Kepala Kantor Pelayanan Pajak berdasarkan penelitian menentukan untuk mengabulkan atau menolak klarifikasi Wajib Pajak atas surat klarifikasi paling lama 5 (lima) hari kerja setelah surat klarifikasi diterima. Klarifikasi Wajib Pajak dikabulkan dalam hal Wajib Pajak telah memenuhi kewajiban perpajakannya yang menjadi dasar penonaktifan akses pembuatan Faktur Pajak. Klarifikasi ditolak apabila Wajib Pajak belum memenuhi kewajiban perpajakannya yang menjadi dasar penonaktifan akses pembuatan Faktur Pajak. Dalam hal klarifikasi Wajib Pajak dikabulkan maka Kepala Kantor Pelayanan Pajak mengaktifkan kembali akses pembuatan Faktur Pajak Wajib Pajak. Dalam hal 5 (lima) hari kerja setelah surat klarifikasi diterima terlewati dan Kepala Kantor Pelayanan Pajak belum menentukan untuk mengabulkan atau menolak klarifikasi Wajib Pajak, klarifikasi Wajib Pajak tersebut ditindaklanjuti dengan mengaktifkan kembali akses pembuatan Faktur Pajak Wajib Pajak. Begitu pula dalam hal berdasarkan data dan/atau informasi yang dimiliki Direktorat Jenderal Pajak diketahui bahwa dasar penonaktifan akses pembuatan Faktur Pajak Wajib Pajak tidak memenuhi kriteria penonaktifan akses pembuatan Faktur Pajak, Kepala Kantor Pelayanan Pajak mengaktifkan kembali akses pembuatan Faktur Pajak Wajib Pajak. Dalam 5 (lima) hari kerja setelah pengaktifan kembali akses pembuatan Faktur Pajak, Wajib Pajak masih memenuhi kriteria penonaktifan akses pembuatan Faktur Pajak maka Kepala Kantor Pelayanan Pajak menonaktifkan kembali akses pembuatan Faktur Pajak.
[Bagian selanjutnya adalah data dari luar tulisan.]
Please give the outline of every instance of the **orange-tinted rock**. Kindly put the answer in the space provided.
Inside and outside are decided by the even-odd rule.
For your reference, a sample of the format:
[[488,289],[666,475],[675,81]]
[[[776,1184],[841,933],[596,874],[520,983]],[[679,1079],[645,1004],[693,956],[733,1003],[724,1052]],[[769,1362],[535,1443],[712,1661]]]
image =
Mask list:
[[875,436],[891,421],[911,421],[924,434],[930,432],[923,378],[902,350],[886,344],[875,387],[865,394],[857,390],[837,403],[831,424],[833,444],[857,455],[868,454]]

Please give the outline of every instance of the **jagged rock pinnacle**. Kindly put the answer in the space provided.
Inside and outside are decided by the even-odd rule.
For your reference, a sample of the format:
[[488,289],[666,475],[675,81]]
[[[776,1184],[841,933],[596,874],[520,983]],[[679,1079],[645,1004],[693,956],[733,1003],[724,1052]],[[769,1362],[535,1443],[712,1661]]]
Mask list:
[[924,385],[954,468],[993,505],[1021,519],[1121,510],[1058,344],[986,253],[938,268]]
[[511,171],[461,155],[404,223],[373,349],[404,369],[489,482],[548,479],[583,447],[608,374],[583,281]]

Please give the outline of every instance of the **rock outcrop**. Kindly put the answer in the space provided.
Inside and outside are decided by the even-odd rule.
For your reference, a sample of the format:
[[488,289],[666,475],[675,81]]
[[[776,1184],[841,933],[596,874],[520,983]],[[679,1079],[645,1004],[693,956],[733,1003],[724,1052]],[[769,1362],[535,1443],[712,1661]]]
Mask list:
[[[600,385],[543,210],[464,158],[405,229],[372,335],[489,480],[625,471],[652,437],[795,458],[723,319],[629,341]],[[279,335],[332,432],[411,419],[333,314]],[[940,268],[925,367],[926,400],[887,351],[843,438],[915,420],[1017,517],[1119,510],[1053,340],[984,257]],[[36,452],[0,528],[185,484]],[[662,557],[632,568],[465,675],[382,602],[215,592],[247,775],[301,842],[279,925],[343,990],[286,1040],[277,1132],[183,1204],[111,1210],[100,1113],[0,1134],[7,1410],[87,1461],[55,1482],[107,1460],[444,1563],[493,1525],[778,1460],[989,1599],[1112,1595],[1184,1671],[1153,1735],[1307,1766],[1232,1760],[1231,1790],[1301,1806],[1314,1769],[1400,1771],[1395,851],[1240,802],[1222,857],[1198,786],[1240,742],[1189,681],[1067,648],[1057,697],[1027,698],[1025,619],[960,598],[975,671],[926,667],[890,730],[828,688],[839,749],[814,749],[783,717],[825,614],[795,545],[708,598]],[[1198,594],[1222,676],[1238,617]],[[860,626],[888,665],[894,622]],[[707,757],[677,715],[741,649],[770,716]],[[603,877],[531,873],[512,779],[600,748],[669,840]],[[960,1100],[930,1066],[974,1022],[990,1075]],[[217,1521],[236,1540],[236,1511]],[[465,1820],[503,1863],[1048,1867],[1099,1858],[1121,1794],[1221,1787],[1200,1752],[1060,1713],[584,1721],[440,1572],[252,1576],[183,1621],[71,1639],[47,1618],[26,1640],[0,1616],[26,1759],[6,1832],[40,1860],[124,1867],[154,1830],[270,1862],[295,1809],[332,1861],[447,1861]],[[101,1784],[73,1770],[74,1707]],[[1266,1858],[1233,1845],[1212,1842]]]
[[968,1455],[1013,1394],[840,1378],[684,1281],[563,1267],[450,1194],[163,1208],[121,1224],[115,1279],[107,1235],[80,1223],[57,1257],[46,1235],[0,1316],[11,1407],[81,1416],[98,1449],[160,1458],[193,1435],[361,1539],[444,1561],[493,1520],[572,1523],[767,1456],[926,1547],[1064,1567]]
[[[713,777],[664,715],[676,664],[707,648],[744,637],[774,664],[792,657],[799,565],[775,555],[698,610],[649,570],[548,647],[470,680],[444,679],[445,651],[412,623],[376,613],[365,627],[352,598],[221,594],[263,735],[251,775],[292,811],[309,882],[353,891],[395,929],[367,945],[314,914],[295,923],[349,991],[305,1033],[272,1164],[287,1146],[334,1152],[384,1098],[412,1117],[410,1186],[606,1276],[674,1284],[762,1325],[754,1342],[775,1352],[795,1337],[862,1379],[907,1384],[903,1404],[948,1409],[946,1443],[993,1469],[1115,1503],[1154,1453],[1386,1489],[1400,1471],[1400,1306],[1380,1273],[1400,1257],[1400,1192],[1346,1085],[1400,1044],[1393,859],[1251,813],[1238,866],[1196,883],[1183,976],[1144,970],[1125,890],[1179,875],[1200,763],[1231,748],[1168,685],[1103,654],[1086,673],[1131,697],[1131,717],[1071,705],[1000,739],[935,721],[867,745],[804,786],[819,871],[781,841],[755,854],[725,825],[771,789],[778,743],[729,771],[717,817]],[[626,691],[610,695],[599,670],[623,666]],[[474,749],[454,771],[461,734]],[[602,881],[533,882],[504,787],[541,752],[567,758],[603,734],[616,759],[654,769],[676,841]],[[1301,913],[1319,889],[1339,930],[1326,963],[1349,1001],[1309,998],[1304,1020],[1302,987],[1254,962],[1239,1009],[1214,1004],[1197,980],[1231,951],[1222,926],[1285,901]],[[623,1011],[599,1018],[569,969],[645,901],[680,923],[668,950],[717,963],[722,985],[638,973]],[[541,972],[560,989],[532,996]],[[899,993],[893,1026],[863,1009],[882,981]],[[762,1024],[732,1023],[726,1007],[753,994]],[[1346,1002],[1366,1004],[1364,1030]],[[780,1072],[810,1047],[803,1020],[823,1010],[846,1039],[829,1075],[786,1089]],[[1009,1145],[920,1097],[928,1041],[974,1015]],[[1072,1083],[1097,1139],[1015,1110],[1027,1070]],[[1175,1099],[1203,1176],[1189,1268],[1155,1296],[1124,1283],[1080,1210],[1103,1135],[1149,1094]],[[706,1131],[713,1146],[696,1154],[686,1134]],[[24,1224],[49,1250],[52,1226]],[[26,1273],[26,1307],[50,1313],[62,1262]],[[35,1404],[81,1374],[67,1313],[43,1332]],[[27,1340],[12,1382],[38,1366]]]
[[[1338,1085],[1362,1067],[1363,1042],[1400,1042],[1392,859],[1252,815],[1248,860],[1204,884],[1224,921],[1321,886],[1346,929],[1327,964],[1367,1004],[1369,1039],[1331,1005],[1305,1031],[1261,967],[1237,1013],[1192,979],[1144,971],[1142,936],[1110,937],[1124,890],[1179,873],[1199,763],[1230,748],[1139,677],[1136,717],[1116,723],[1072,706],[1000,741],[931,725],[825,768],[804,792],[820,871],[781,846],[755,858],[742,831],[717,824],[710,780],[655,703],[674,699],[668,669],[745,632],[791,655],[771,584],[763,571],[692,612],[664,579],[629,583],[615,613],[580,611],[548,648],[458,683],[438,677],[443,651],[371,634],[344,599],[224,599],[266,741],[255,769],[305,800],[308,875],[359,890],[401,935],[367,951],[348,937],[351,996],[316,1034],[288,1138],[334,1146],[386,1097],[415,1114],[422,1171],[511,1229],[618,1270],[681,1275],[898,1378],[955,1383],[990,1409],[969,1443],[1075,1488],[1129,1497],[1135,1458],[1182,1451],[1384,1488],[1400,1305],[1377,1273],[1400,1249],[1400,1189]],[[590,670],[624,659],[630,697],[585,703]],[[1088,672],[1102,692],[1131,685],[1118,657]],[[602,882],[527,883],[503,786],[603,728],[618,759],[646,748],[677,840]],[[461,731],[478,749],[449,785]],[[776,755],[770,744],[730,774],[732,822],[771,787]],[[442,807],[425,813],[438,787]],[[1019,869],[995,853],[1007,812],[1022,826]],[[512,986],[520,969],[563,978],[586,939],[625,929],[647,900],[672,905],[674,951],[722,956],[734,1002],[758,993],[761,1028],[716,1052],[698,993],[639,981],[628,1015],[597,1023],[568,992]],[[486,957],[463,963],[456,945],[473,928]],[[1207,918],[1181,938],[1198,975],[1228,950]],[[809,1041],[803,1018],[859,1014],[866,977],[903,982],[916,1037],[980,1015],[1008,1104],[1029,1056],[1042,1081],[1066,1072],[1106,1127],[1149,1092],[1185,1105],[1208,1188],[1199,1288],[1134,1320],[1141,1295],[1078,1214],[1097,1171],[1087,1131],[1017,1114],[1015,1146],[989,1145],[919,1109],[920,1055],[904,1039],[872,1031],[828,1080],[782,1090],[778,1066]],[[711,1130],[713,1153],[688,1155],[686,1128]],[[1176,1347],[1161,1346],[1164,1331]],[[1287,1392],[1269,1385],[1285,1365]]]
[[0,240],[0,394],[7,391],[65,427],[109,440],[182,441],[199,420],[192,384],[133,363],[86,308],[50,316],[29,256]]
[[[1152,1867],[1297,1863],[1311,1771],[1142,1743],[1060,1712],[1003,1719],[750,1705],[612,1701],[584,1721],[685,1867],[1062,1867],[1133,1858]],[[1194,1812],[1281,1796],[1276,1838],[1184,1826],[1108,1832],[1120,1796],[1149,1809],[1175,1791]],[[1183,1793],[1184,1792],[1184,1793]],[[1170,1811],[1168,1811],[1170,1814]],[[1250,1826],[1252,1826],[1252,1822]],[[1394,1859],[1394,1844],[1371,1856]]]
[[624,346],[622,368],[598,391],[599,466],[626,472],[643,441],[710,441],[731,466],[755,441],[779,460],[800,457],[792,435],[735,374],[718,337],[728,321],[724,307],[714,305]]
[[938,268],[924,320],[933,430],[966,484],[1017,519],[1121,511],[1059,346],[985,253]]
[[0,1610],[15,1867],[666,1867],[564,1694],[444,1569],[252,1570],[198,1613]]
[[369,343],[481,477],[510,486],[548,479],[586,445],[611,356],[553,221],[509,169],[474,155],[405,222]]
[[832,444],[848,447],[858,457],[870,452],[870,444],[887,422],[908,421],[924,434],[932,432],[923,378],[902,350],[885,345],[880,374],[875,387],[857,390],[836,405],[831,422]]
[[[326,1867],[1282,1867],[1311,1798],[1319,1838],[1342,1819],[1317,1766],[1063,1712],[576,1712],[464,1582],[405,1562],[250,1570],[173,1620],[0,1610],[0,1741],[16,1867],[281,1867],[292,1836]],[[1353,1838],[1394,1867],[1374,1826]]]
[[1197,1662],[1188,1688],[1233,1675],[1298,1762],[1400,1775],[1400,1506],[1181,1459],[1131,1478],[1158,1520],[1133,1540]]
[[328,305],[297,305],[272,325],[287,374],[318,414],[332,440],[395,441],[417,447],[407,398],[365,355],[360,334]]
Per-19/PJ/2025 ini memperketat pengawasan kepada pengusaha kena pajak yang lalai dalam melaksanakan kewajiban perpajakannya. Kriteria tidak melaksanakan kewajiban perpajakannya diperluas sampai tidak melaporkan SPT Masa PPh, tidak melaporkan SPT Tahunan PPh dan tunggakan pajak. Agar akses pembuatan faktur pajak tidak dinonaktifkan, ayo laksanakan kewajiban perpajakannya dengan benar, tertib, dan teratur.